For me, one of the early defining moments in my audio story was listening to a system I thought remarkable... and just slightly out of my league at the time. Back in the 1980s, I auditioned a system that comprised a Nottingham Analogue turntable, a Croft Acoustics pre/power amplifier combo and a pair of ProAc Tablette loudspeakers. This was before I entered the audio industry, before I discovered the joys of 'Flat Earth'... just a guy looking to get some good sounds in his rented flat.
However, this was also one of those systems that ultimately set me on the career path I have followed for most of my working life. Even though I couldn't quite afford it, this was one of those systems that I just couldn't get out of my head.
Tom Fletcher, the brains behind Nottingham Analogue, was the first to leave us, taken too soon back in 2010 after a long illness. Last year, Stewart Tyler of ProAc died and earlier this month, we were saddened to learn of the passing of Glenn Croft of Croft Acoustics early in November 2022. Even the store has gone!
Over my time in the industry, I met two out of these three unknowingly-influential people many times. Both Tom and Stewart were warm and friendly people and those who knew them miss them terribly. Glenn Croft, however, was famously reclusive, and even after more than 30 years in audio publishing, I never had the chance of thanking him for putting me on this eccentric journey through audio.
Of course, both Nottingham Analogue and ProAc live on, and the legacies of Tom and Stewart extend beyond the brands they built. During his long illness, Tom designed models for his friends and associates, and turntables like Pear Audio are the result. Also, many loudspeaker designers began their careers working for Stewart at ProAc or even Celef. Glenn's designs were more personal and hand-built, however, so it's unclear whether Croft Acoustics will live on, but in a very real way I hope so.

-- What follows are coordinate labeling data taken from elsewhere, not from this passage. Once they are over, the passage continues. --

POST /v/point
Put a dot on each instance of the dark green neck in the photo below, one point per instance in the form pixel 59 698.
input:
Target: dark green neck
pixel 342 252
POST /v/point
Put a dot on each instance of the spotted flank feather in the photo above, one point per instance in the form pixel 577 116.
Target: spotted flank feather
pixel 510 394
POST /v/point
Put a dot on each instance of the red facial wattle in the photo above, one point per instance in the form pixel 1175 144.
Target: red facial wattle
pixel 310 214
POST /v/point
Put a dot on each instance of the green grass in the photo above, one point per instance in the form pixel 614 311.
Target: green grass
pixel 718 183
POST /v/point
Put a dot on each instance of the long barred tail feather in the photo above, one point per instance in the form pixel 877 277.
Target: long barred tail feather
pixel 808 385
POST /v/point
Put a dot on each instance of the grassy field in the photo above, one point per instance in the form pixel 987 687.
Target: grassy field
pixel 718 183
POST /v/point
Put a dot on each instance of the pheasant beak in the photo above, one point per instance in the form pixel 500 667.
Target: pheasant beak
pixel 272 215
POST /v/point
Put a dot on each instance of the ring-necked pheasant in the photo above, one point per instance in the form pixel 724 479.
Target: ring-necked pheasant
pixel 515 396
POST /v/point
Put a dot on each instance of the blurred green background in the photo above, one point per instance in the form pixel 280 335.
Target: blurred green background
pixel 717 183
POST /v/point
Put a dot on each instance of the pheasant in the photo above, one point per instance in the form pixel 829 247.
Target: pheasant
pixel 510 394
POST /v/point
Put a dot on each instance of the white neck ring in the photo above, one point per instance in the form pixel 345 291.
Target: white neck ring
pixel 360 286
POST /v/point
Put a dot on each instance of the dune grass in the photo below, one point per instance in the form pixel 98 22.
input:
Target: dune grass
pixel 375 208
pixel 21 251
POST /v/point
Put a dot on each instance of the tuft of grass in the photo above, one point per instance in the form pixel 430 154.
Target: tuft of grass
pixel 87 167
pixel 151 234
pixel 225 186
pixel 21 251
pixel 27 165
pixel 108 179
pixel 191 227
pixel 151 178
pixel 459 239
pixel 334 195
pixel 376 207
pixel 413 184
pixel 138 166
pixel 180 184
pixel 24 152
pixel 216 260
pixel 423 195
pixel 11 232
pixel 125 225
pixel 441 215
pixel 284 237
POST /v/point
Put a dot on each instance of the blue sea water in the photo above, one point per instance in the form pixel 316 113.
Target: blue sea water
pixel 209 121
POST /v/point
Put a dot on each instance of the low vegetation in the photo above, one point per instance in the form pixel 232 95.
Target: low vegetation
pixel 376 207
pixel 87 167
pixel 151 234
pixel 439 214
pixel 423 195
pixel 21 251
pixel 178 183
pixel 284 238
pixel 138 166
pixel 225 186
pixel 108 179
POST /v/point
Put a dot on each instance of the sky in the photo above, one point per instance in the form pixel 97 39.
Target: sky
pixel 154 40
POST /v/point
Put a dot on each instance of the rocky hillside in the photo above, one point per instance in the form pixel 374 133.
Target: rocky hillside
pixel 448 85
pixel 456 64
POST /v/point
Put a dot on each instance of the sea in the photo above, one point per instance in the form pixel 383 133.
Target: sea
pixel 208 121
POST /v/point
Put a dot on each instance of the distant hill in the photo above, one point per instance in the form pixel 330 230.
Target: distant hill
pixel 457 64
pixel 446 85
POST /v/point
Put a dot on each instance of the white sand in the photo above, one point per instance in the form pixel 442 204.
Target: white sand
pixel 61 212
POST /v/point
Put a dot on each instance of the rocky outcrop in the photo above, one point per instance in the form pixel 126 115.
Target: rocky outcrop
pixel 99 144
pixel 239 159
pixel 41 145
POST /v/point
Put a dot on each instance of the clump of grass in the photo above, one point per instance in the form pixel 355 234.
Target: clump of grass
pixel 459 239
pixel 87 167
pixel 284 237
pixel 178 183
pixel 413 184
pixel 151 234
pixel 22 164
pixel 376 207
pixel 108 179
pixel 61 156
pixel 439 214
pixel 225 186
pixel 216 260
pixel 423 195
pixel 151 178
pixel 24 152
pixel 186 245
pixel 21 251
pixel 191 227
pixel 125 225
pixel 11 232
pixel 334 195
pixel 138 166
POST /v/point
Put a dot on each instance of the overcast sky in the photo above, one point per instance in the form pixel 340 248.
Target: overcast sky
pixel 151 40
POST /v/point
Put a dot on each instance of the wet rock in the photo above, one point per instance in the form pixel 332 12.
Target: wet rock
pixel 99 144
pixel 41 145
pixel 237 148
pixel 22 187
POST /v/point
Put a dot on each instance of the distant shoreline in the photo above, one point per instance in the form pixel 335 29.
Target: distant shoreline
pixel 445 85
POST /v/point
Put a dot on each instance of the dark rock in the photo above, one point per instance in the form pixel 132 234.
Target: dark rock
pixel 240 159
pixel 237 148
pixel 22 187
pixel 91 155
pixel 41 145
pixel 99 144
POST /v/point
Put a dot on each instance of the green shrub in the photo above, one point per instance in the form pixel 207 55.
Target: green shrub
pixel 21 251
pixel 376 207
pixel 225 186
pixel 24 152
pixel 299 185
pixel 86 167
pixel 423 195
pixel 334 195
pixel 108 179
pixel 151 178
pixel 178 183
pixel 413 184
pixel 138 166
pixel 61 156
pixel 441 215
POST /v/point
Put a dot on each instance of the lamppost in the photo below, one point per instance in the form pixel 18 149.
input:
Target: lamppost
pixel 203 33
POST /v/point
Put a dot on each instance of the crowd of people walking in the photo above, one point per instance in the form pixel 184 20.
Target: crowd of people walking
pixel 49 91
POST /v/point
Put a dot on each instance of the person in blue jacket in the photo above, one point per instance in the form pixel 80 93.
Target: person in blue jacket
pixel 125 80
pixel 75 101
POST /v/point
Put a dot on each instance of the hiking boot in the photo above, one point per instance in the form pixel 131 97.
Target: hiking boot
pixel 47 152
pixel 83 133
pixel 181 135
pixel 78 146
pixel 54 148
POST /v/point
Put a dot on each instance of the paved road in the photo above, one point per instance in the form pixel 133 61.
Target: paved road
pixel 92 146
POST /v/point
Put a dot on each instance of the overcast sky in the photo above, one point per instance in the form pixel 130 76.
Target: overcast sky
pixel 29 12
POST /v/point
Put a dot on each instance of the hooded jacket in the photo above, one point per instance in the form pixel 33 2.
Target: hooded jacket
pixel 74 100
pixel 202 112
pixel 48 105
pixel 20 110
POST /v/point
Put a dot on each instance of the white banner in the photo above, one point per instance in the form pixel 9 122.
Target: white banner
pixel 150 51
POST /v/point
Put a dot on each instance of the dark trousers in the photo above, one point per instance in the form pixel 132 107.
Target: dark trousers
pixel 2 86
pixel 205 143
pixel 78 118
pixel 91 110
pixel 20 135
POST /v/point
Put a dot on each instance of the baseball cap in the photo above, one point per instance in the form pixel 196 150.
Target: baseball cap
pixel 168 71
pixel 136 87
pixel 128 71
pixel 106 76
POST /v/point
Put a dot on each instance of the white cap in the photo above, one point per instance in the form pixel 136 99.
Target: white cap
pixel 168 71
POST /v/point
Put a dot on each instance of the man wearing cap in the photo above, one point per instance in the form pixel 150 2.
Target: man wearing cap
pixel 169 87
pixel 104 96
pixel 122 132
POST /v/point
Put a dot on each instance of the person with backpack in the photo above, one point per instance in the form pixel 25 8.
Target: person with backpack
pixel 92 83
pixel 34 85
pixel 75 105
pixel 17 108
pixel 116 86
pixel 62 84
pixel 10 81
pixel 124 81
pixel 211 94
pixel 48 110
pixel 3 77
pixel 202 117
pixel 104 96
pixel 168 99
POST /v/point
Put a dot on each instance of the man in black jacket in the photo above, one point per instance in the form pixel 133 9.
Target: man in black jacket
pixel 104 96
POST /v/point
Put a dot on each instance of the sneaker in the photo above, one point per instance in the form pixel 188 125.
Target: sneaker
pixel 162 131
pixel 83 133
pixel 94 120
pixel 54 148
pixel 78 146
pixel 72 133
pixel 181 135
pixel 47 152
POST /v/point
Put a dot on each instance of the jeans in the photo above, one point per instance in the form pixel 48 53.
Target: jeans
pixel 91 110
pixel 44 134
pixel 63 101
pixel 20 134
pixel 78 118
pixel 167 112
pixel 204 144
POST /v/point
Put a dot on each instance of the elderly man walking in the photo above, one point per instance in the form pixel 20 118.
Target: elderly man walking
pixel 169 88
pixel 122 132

An Apology: In our last issue (213) we ran a feature, interviewing the legendary Steve Harley. This feature included two images made by the photographer Martin Bone. These were supplied by Steve Harley's publicist, but we failed to provide the correct attribution for these excellent images in our magazine. We would like to take this opportunity to apologize unreservedly to Martin Bone for failing to attribute these images in the magazine, and for any inconvenience or dismay this caused.